At first I felt a strong impulse to turn my anger onto Linda for trying to deprive me of my feelings of righteous outrage. Then in the next moment, I saw the ludicrousness of my reaction. And I saw things from the perspective from which Linda was viewing them.
We had been given an opportunity to practice what Pema had spoken about during the previous evening: to be able to bring a mind of openness, acceptance, and non-judging awareness into all of our experiences, not just those that go in accordance with our plans. Not because this was the right thing for us to do, or because there was some reward that we would get for being mindful, but simply because to do otherwise was a certain prescription for continuing to experience more pain and suffering.

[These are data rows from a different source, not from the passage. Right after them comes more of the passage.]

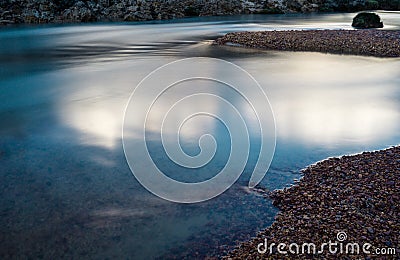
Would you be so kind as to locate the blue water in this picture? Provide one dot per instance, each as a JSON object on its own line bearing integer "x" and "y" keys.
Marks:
{"x": 66, "y": 189}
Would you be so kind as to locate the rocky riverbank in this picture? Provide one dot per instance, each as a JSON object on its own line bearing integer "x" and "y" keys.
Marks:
{"x": 377, "y": 43}
{"x": 62, "y": 11}
{"x": 352, "y": 199}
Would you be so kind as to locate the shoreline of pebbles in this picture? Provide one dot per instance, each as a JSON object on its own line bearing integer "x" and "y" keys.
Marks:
{"x": 378, "y": 43}
{"x": 355, "y": 194}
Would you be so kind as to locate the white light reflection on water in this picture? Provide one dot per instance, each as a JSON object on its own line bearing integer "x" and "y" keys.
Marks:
{"x": 64, "y": 181}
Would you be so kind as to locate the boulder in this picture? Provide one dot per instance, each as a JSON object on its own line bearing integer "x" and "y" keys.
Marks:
{"x": 366, "y": 21}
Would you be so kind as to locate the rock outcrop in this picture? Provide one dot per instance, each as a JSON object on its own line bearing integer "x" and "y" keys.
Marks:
{"x": 366, "y": 21}
{"x": 57, "y": 11}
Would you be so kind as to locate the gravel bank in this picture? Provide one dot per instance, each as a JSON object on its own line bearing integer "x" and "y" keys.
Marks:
{"x": 358, "y": 195}
{"x": 379, "y": 43}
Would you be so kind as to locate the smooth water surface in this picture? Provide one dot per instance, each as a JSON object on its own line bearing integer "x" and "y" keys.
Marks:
{"x": 66, "y": 189}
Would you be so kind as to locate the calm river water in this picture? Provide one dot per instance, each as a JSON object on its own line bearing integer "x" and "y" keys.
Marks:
{"x": 66, "y": 190}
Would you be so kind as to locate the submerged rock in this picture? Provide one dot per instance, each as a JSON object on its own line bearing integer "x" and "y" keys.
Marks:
{"x": 367, "y": 20}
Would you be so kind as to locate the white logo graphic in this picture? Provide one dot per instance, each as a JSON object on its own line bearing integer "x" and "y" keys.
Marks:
{"x": 193, "y": 72}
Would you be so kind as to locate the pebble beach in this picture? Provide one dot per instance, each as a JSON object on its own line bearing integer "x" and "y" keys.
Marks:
{"x": 378, "y": 43}
{"x": 351, "y": 199}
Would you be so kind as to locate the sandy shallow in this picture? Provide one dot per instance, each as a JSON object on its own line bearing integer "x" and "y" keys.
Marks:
{"x": 351, "y": 199}
{"x": 378, "y": 43}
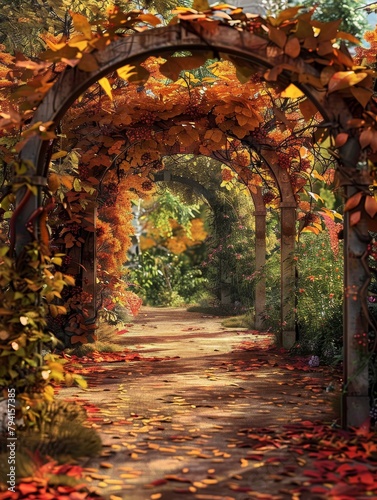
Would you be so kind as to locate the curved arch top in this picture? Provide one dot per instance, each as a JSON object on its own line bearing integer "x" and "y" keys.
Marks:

I looked at Linda. She wasn’t distressed at all. She was smiling, not at fear, but at the ridiculous spectacle that I had made of myself in thinking that if I got upset enough, reality might change. My anger melted in that moment and I experienced a feeling of incredible gratitude towards Linda and a release of the frustration that I had been feeling. In what seemed like a moment later, the last train car finally passed, and the gate lifted. I started the car and we drove into the parking lot which was only about 100 yards away. The five minute walk from our parking spot to our seat inside of the pavilion was delicious.
I realized about halfway to the building that I must have been smiling, because nearly everyone that I passed with whom I made eye contact, seemed to be smiling back at me. I smiled through the morning meditation and I’m smiling now as I write this.
As the social scientist and author, John Kabat-Zinn reminds us, “You can’t stop the waves, but you can learn to surf.”